Le visage grave autour des bouquets de fleurs déposés sur la place à l’Huile, les membres de l’association des victimes du drame veulent pourtant tout faire pour que cela n’arrive pas. Pas avant d’avoir obtenu la vérité. «C’est sûr qu’on est de moins en moins nombreux à venir ,se désole Jeanine Cilia, présidente de l’association. Mais, certains sont disparus, et puis les gens ne rajeunissent pas et ça reste très douloureux. Certains n’arrivent même pas à traverser Toulon. »
Souvenirs et espoirs
Touché dans sa chair, Wulfran Dherment (48 ans), lui, a une nouvelle fois fait le déplacement.
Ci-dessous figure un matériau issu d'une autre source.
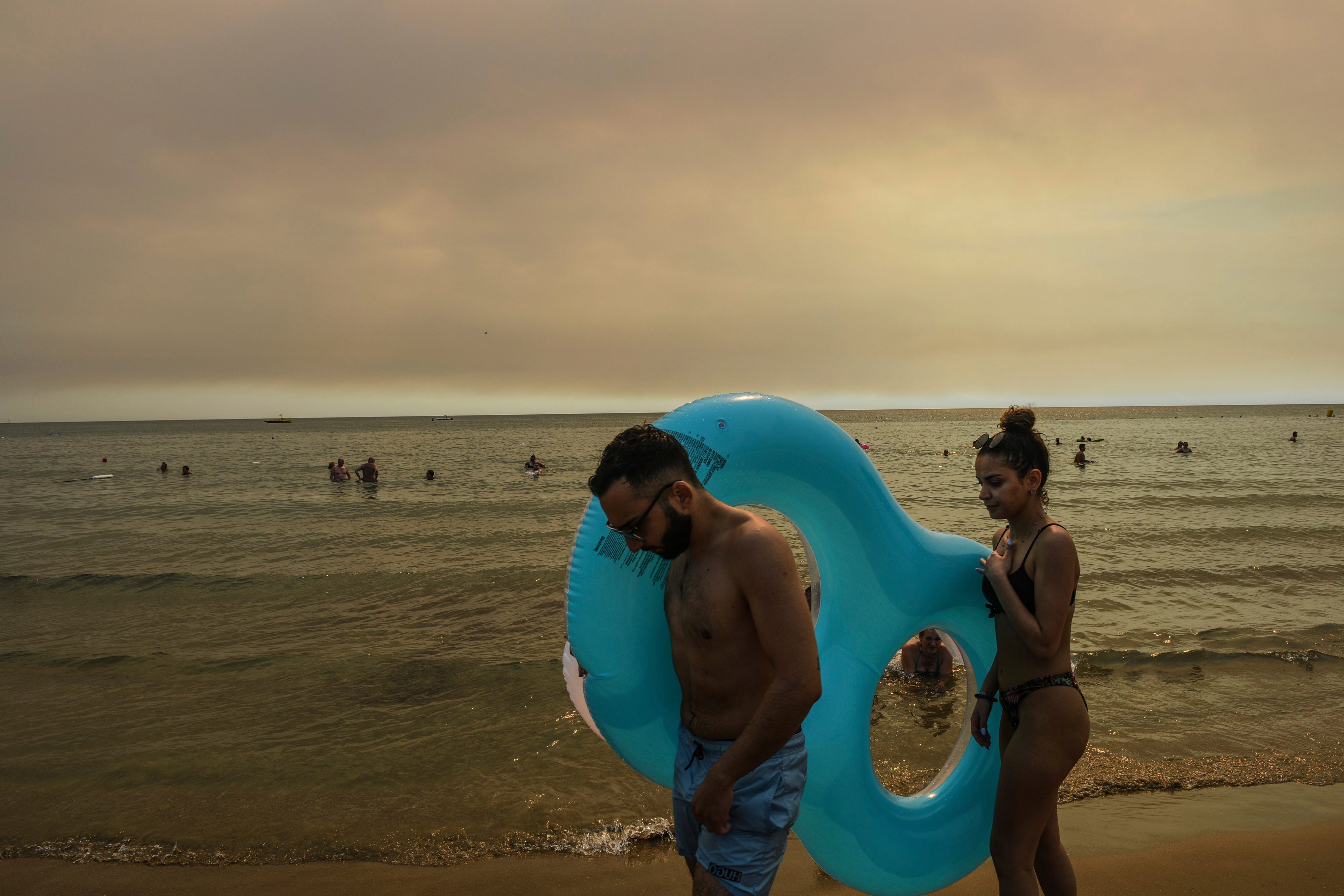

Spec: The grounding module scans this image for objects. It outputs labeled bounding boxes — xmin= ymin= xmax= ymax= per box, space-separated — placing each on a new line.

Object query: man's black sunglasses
xmin=606 ymin=480 xmax=676 ymax=541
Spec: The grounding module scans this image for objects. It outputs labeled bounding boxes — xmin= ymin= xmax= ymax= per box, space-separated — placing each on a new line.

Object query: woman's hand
xmin=970 ymin=697 xmax=995 ymax=750
xmin=978 ymin=537 xmax=1011 ymax=584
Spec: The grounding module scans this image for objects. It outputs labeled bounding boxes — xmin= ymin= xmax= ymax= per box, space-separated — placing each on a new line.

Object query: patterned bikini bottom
xmin=999 ymin=672 xmax=1087 ymax=728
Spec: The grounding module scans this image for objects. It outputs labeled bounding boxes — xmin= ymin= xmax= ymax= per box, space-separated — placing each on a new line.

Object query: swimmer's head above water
xmin=589 ymin=423 xmax=712 ymax=560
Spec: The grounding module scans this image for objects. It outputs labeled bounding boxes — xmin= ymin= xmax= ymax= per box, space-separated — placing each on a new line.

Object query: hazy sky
xmin=0 ymin=0 xmax=1344 ymax=420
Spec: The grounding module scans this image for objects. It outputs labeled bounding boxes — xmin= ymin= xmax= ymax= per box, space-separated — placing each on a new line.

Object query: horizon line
xmin=5 ymin=396 xmax=1331 ymax=426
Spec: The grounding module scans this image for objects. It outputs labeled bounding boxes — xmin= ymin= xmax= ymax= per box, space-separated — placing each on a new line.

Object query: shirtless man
xmin=589 ymin=424 xmax=821 ymax=896
xmin=900 ymin=629 xmax=952 ymax=678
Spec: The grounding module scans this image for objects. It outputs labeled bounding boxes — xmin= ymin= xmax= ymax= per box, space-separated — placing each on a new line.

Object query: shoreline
xmin=0 ymin=785 xmax=1344 ymax=896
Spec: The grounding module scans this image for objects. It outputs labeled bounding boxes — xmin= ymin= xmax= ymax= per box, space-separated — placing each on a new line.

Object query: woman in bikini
xmin=970 ymin=407 xmax=1090 ymax=896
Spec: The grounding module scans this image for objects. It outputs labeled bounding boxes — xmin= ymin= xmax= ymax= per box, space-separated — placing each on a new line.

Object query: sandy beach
xmin=0 ymin=785 xmax=1344 ymax=896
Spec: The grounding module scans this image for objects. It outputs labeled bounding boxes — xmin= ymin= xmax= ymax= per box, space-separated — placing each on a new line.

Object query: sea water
xmin=0 ymin=407 xmax=1344 ymax=864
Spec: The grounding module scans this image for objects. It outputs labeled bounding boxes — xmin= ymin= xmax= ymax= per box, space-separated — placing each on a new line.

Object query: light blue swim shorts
xmin=672 ymin=725 xmax=808 ymax=896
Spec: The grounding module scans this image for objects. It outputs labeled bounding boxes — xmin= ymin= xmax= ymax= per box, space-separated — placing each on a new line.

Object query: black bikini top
xmin=980 ymin=523 xmax=1078 ymax=619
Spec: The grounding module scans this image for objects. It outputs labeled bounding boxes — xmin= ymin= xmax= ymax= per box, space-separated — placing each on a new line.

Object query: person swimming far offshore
xmin=589 ymin=424 xmax=821 ymax=896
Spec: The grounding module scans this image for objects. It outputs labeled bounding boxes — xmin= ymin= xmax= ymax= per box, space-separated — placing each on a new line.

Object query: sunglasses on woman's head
xmin=970 ymin=430 xmax=1008 ymax=449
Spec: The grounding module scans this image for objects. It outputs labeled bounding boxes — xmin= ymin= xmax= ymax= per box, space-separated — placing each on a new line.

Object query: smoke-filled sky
xmin=0 ymin=0 xmax=1344 ymax=420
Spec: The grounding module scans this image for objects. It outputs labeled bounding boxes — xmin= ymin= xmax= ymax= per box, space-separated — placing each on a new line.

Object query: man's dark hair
xmin=589 ymin=423 xmax=703 ymax=497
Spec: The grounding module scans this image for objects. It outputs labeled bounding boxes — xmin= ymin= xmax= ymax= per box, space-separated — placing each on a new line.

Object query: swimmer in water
xmin=900 ymin=629 xmax=952 ymax=678
xmin=970 ymin=407 xmax=1091 ymax=896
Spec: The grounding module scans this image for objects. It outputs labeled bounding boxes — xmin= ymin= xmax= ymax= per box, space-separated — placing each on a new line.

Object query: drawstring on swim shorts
xmin=683 ymin=743 xmax=704 ymax=771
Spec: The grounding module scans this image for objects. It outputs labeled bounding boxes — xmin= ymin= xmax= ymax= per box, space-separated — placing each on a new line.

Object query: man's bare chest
xmin=664 ymin=559 xmax=750 ymax=643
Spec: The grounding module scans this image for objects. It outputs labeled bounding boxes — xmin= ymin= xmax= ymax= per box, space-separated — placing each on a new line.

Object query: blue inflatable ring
xmin=566 ymin=395 xmax=999 ymax=896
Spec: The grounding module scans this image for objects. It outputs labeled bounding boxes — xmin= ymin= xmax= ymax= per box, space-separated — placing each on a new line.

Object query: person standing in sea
xmin=589 ymin=424 xmax=821 ymax=896
xmin=970 ymin=407 xmax=1091 ymax=896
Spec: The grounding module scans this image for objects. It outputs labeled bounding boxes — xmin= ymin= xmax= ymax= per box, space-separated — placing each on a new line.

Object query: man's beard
xmin=659 ymin=505 xmax=691 ymax=560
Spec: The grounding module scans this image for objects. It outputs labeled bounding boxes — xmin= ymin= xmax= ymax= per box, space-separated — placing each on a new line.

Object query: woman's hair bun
xmin=999 ymin=404 xmax=1036 ymax=434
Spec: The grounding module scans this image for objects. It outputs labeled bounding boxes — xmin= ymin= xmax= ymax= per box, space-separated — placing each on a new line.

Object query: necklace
xmin=1008 ymin=510 xmax=1046 ymax=547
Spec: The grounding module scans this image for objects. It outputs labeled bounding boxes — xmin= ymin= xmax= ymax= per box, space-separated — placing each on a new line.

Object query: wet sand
xmin=0 ymin=785 xmax=1344 ymax=896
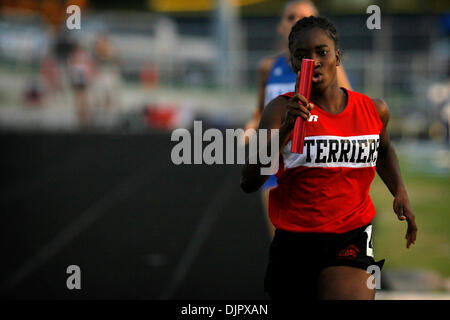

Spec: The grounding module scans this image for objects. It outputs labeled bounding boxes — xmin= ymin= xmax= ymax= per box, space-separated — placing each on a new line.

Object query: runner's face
xmin=290 ymin=28 xmax=340 ymax=92
xmin=278 ymin=3 xmax=317 ymax=41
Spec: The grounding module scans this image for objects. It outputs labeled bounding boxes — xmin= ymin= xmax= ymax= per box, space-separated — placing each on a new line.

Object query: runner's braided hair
xmin=289 ymin=16 xmax=339 ymax=50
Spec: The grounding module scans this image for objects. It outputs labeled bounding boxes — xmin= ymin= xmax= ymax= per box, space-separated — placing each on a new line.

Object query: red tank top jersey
xmin=269 ymin=90 xmax=383 ymax=233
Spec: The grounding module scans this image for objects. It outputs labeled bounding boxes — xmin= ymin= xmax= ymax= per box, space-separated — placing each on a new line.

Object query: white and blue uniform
xmin=262 ymin=55 xmax=296 ymax=190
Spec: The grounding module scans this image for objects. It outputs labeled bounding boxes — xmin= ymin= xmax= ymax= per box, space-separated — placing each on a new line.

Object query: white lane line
xmin=0 ymin=167 xmax=153 ymax=291
xmin=159 ymin=175 xmax=233 ymax=300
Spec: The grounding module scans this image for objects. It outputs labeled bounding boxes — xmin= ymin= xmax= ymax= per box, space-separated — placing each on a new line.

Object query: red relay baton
xmin=291 ymin=59 xmax=314 ymax=154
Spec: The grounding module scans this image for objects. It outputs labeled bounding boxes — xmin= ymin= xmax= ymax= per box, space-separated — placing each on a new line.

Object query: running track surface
xmin=0 ymin=132 xmax=269 ymax=299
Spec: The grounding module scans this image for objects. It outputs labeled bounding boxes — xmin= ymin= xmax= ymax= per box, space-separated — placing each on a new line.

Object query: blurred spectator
xmin=67 ymin=44 xmax=95 ymax=127
xmin=94 ymin=33 xmax=120 ymax=109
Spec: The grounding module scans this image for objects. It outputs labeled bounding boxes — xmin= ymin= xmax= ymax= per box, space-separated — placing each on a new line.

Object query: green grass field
xmin=370 ymin=151 xmax=450 ymax=277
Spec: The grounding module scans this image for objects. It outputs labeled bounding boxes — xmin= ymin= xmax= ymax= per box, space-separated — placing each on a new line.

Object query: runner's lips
xmin=312 ymin=72 xmax=323 ymax=82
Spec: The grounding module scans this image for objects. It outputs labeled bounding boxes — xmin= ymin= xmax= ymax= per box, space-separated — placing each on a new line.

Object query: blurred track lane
xmin=0 ymin=134 xmax=269 ymax=299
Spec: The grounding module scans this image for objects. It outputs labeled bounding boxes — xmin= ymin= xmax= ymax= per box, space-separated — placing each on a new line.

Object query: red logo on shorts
xmin=338 ymin=244 xmax=359 ymax=259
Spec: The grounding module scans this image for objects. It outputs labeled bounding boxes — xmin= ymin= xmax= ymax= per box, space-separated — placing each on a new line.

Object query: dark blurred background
xmin=0 ymin=0 xmax=450 ymax=299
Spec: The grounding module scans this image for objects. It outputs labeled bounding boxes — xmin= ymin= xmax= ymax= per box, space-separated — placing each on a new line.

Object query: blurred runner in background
xmin=245 ymin=0 xmax=352 ymax=238
xmin=94 ymin=33 xmax=120 ymax=110
xmin=67 ymin=44 xmax=95 ymax=128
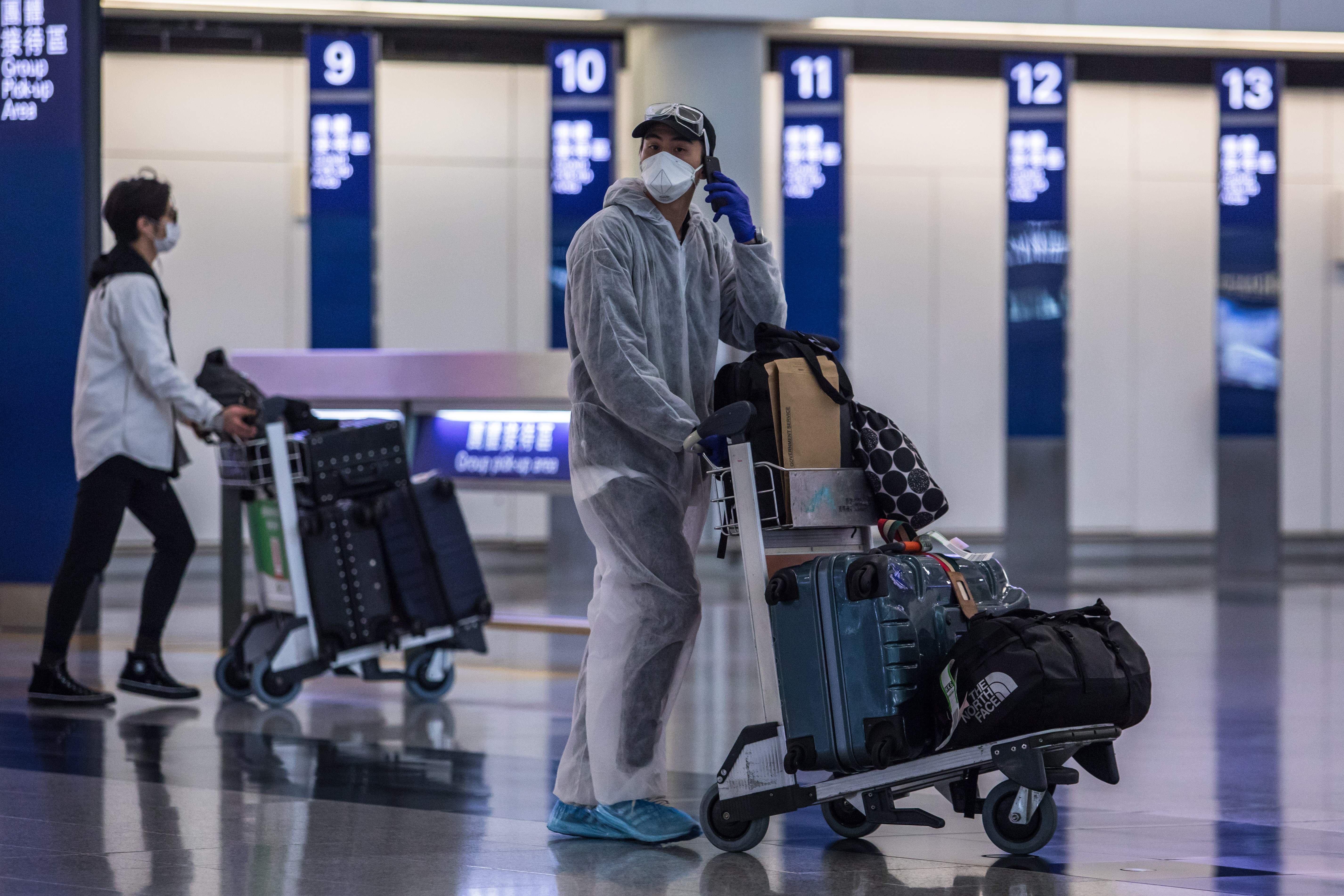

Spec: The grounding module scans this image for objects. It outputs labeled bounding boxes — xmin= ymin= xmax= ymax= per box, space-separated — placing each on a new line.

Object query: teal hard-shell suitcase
xmin=768 ymin=553 xmax=1028 ymax=774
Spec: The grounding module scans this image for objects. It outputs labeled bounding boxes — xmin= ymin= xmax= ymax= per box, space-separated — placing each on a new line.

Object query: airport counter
xmin=219 ymin=349 xmax=591 ymax=653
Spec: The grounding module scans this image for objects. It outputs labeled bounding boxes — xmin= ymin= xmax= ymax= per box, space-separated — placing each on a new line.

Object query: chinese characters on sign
xmin=1218 ymin=134 xmax=1278 ymax=205
xmin=546 ymin=40 xmax=616 ymax=348
xmin=551 ymin=118 xmax=612 ymax=196
xmin=308 ymin=32 xmax=379 ymax=348
xmin=784 ymin=125 xmax=840 ymax=199
xmin=312 ymin=113 xmax=370 ymax=189
xmin=777 ymin=47 xmax=848 ymax=339
xmin=0 ymin=0 xmax=70 ymax=121
xmin=1214 ymin=59 xmax=1282 ymax=437
xmin=1003 ymin=56 xmax=1070 ymax=438
xmin=1008 ymin=130 xmax=1064 ymax=203
xmin=415 ymin=411 xmax=570 ymax=479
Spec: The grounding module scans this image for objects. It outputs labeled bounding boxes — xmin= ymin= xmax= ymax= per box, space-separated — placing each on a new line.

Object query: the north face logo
xmin=961 ymin=672 xmax=1017 ymax=721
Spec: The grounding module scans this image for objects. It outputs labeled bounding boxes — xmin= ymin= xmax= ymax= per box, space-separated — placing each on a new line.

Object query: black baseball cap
xmin=630 ymin=102 xmax=718 ymax=156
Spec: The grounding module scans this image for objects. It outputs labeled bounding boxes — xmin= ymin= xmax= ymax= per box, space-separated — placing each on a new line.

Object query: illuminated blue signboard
xmin=415 ymin=411 xmax=570 ymax=479
xmin=1004 ymin=56 xmax=1070 ymax=438
xmin=780 ymin=47 xmax=850 ymax=339
xmin=1214 ymin=59 xmax=1283 ymax=435
xmin=0 ymin=0 xmax=92 ymax=583
xmin=308 ymin=32 xmax=378 ymax=348
xmin=546 ymin=40 xmax=616 ymax=348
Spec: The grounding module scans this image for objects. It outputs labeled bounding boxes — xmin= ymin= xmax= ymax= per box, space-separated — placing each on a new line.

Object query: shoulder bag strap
xmin=794 ymin=343 xmax=854 ymax=404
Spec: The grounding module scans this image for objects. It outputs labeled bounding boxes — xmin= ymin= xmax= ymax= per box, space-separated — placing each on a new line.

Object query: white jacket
xmin=73 ymin=274 xmax=222 ymax=479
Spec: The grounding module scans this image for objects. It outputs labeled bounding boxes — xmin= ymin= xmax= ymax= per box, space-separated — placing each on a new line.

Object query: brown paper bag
xmin=766 ymin=357 xmax=840 ymax=469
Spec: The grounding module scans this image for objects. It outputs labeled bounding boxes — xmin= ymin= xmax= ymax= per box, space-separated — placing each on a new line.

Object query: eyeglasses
xmin=644 ymin=102 xmax=704 ymax=137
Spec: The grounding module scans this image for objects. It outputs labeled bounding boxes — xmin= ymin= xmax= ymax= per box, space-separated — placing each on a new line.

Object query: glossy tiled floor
xmin=0 ymin=556 xmax=1344 ymax=896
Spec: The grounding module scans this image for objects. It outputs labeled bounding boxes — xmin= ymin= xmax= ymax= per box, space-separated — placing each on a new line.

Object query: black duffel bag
xmin=937 ymin=601 xmax=1152 ymax=750
xmin=714 ymin=324 xmax=854 ymax=466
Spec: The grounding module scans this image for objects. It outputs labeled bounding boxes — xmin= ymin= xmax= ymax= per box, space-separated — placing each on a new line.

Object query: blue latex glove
xmin=704 ymin=171 xmax=755 ymax=243
xmin=700 ymin=435 xmax=728 ymax=466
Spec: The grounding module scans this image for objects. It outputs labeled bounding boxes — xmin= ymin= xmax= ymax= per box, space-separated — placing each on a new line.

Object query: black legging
xmin=42 ymin=454 xmax=196 ymax=665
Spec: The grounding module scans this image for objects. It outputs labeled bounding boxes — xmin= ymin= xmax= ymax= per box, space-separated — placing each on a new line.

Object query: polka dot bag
xmin=850 ymin=402 xmax=948 ymax=532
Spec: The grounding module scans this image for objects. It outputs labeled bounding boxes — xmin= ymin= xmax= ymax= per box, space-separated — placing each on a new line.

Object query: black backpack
xmin=937 ymin=601 xmax=1152 ymax=750
xmin=196 ymin=348 xmax=340 ymax=433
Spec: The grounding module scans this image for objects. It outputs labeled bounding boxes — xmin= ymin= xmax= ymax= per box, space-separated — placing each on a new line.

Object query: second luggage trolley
xmin=215 ymin=399 xmax=457 ymax=707
xmin=700 ymin=427 xmax=1119 ymax=854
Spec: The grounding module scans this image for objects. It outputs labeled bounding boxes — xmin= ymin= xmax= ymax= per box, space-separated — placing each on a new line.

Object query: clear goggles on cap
xmin=644 ymin=102 xmax=704 ymax=137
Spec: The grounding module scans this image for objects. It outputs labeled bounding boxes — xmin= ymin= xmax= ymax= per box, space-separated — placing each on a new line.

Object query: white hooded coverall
xmin=555 ymin=177 xmax=786 ymax=806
L’occasion, pour celui qui était en stage chez le prothésiste dentaire du premier étage, de se remémorer les neuf heures qu’il a passées dans les décombres et d’évoquer les séquelles physiques qu’il ressent encore. « J’ai des douleurs constantes, une grosse fatigue à la marche, les poumons, les reins et tout le système nerveux touchés… Et ça ne s’arrange pas en vieillissant. » Avec Karine Simon et sa tante Cécile Ayasse, présentes elles aussi hier (elles occupaient le 5e étage), il fait partie de ceux qui ont vécu l’explosion de l’immeuble de l’intérieur. Une fraction de seconde qui a changé leur vie. Aujourd’hui, plus que les souvenirs, ce qui les motive à faire le déplacement, c’est l’espoir de voir l’Etat «sortir du nondit » en revenant sur le « secret défense » qui empêche de faire toute la lumière sur les circonstances du drame. Aucun doute, cependant, dans leur esprit. Ce n’est ni un suicide au gaz, ni une fuite qui a transformé le bâtiment historique en tas de gravats. Pour les membres de l’association, la thèse du missile égaré par les militaires – qu’ils soient Français ou Américains – ne fait aucun doute. « Et à force d’entretenir les mensonges et les non-dits, l’Etat a transformé un accident en crime », s’agace Jeanine Cilia. « Le temps a passé, mais on n’a toujours pas eu de vérité officielle », déplore Wulfran Dherment.